Monday, May 25, 2009

Ethnic Leaders Condemn Suu Kyi Trial

By SAW YAN NAING
The Irrawaddy News

Ethnic leaders inside and outside Burma on Monday condemned the Burmese regime’s trial of pro-democracy leader Aung San Suu Kyi, now entering its sixth day.

A prominent Rangoon-based Arakanese politician, Aye Thar Aung, who is secretary of the Arakan League for Democracy, said, “The current regime doesn’t care about national reconciliation and totally ignores the future of the country.”

The regime is pushing ahead with its “seven-step roadmap,” he said, determined to silence all political opposition, citing the case of the imprisoned political detainees of the 88 Generation Students, including leaders Min Ko Naing and Ko Ko Gyi.

Aye Thar Aung said he believed the fate of Suu Kyi was pre-determined, and she would be detained again and unable to influence the general election politics of 2010.

The pro-democracy leader faces up to five years in prison term if found guilty on charges that she violated the terms of her house arrest.

A prominent Mon politician, Nai Ngwe Thein, who is vice-president (1) of the Mon National Democratic Front in Mon State in southern Burma, said, “We can almost say that there is actually no rule of law in Burma.”

He called for unity among ethnic political parties and armed ethnic groups and urged the Burmese people to launch an uprising against the junta.

The general-secretary of the Karen National Union, Zipporah Sein, said, “It is not correct for them to charge Suu Kyi, because did nothing wrong. She is not guilty. Her house arrest over the past 13 years was a big crime that the regime committed.”

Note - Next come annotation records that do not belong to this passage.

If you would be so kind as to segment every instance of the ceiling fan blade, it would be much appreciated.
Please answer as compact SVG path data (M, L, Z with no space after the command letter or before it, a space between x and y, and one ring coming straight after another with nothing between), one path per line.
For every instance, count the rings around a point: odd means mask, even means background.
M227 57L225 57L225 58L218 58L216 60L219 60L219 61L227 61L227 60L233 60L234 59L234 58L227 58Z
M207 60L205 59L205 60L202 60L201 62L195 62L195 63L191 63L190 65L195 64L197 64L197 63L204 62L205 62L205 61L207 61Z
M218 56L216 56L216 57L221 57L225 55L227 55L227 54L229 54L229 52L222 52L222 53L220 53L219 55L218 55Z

Zipporah called for the international community, including the United Nations, to put more pressure on the Burmese regime and to seek a “tripartite dialogue.”

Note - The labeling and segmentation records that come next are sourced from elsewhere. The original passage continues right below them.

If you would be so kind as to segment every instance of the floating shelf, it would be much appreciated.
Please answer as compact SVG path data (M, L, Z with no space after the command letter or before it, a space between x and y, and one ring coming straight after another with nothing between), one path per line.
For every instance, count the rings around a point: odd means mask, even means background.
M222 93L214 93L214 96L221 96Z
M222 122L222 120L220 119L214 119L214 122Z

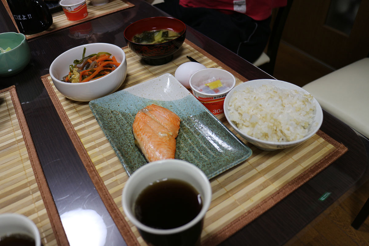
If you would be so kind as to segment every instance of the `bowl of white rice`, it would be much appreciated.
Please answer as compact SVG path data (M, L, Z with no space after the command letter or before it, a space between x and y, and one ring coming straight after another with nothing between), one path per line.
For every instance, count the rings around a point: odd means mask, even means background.
M301 87L274 79L240 84L225 97L224 114L234 129L259 149L274 150L310 138L323 122L318 101Z

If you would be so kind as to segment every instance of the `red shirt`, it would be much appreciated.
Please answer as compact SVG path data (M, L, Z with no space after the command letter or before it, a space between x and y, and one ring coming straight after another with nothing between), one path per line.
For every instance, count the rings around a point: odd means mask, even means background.
M184 7L215 8L227 14L235 11L261 21L270 16L274 8L286 6L287 0L179 0L179 4Z

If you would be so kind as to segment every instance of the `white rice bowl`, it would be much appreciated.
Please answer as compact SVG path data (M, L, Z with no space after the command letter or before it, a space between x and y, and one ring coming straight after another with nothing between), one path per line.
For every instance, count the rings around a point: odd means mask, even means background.
M276 80L238 85L227 94L224 108L233 129L263 150L299 144L315 134L323 121L315 98L300 87Z

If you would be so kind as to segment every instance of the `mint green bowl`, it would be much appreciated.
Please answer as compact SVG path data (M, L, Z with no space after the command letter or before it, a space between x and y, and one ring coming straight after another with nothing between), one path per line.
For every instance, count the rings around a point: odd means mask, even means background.
M22 71L30 62L31 51L25 36L21 33L0 34L0 47L11 49L0 53L0 76L7 77Z

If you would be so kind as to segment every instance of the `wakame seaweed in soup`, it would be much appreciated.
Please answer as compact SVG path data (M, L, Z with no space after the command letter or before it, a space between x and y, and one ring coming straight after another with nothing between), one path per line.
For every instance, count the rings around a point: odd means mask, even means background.
M142 33L135 35L132 41L139 44L160 44L174 39L180 35L179 33L171 30L145 31Z

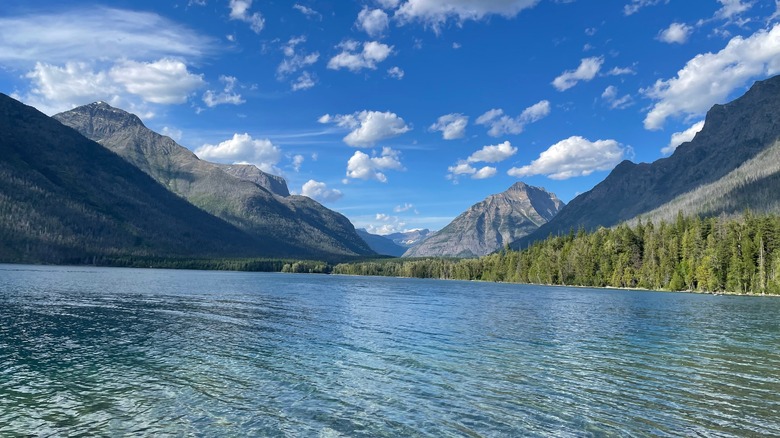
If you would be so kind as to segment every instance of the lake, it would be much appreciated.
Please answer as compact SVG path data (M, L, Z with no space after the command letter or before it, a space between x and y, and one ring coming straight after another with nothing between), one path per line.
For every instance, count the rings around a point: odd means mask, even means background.
M780 299L0 265L0 435L780 434Z

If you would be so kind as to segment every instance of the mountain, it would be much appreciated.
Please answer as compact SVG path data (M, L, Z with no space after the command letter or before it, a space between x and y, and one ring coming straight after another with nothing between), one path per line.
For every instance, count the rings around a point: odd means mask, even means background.
M272 244L269 256L343 257L373 251L341 214L292 196L283 178L251 165L200 160L123 110L97 102L54 118L146 172L173 193Z
M404 257L479 257L547 223L563 207L554 194L518 182L488 196L449 225L410 248Z
M512 247L646 214L668 219L678 211L685 215L745 208L780 211L780 174L777 161L768 159L779 138L780 76L776 76L756 82L726 105L713 106L702 130L670 157L649 164L620 163L604 181Z
M250 256L271 249L75 130L0 94L0 261Z
M396 244L385 236L371 234L362 228L358 228L357 232L358 235L363 238L368 246L377 254L401 257L401 255L406 252L405 247Z
M426 237L430 236L431 230L427 228L423 229L417 229L417 230L409 230L409 231L401 231L398 233L392 233L388 234L385 237L392 240L396 245L404 247L404 248L411 248L423 240L425 240Z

Meanwhile, Lt-Gen Gauri Zau Seng, the vice-president of the Kachin Independence Organization, said he lacked information about the charges and trial, but he was saddened to see Suu Kyi be put on trial by the authorities.

Suu Kyi has spent 13 of the past 19 years under house arrest. Her latest arrest followed an attack in May 2003 on her convoy of vehicles by junta-backed thugs in Depayin Township in Sagaing Division in central Burma.